Could just be ghosts in the machine, as I move the mouse around I get one report saying she was doing ten knots on course at 0500 UT and another saying she is drifting 230 deg at one knot with a zero time stamp. Perhaps she is out of range or just on the limits.

SteveKelley
Haha typical British Rail/airlines style, not up to date and everyone is having a jolly time (not mentioning the engine room crew up to their armpits in alligators whilst trying to drain the swamp).


----------



## Day Sailor (Nov 9, 2014)

She is in harbour now according to AIS.


----------



## Pompeyfan (Aug 9, 2005)

*Latest news*

http://www.google.co.uk/url?sa=t&rc...sbSQiK_BF3YqX2Zu15DkwpQ&bvm=bv.85076809,d.ZGU


----------



## litz (Aug 20, 2012)

Yep, rest of current cruise canceled ... next cruise still officially on schedule, but who knows ...

Sounds like they must have had quite an inferno going, but the safety systems apparently did their job.

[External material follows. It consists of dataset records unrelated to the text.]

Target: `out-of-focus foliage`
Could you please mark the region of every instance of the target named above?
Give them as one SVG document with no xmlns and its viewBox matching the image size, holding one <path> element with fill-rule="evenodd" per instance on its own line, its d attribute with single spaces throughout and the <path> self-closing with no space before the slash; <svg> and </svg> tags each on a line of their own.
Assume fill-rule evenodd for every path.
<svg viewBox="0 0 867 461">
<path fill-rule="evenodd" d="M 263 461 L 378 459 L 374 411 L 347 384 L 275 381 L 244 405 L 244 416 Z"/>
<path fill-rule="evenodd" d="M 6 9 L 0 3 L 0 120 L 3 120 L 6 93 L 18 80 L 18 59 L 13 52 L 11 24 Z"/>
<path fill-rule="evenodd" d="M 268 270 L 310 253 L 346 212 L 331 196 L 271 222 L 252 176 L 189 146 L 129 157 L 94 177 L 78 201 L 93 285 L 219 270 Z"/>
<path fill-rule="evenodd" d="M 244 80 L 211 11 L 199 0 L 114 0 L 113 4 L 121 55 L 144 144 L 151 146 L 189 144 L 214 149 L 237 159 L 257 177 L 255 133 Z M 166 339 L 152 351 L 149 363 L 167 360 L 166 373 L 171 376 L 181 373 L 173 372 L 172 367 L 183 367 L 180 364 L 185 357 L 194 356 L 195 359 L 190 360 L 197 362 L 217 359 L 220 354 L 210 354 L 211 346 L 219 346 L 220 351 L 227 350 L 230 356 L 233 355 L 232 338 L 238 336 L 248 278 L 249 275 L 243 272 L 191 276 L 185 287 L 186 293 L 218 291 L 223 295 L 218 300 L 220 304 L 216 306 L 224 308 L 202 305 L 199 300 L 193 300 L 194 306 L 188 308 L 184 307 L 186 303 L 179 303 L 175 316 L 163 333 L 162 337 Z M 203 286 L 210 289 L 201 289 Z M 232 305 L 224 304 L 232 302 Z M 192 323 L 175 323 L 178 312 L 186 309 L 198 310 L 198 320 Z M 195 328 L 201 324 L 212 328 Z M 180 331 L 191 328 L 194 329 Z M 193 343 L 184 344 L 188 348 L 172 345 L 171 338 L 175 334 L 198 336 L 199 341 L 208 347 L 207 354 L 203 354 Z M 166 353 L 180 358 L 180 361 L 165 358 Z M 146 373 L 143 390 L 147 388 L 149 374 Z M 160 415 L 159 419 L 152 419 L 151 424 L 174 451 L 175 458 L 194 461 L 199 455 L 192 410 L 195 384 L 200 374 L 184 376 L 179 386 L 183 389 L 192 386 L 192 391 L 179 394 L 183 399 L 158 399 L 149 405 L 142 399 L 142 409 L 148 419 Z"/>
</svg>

Does this ship have multiple engine rooms?


----------



## David Wilcockson (Jul 10, 2005)

Has anyone got an update on the Boudicca, I see from the AIS that she is `making` 1.5 knts off Finisterre. Could she be under tow?
Cheers,
David


----------



## Day Sailor (Nov 9, 2014)

Destination Southampton apparently. ETA given as 1900 tomorrow.


----------



## Pompeyfan (Aug 9, 2005)

She is due today at 2100 to berth 38/9 according to VTS Southampton leaving tomorrow at 2130 for her next cruise.


----------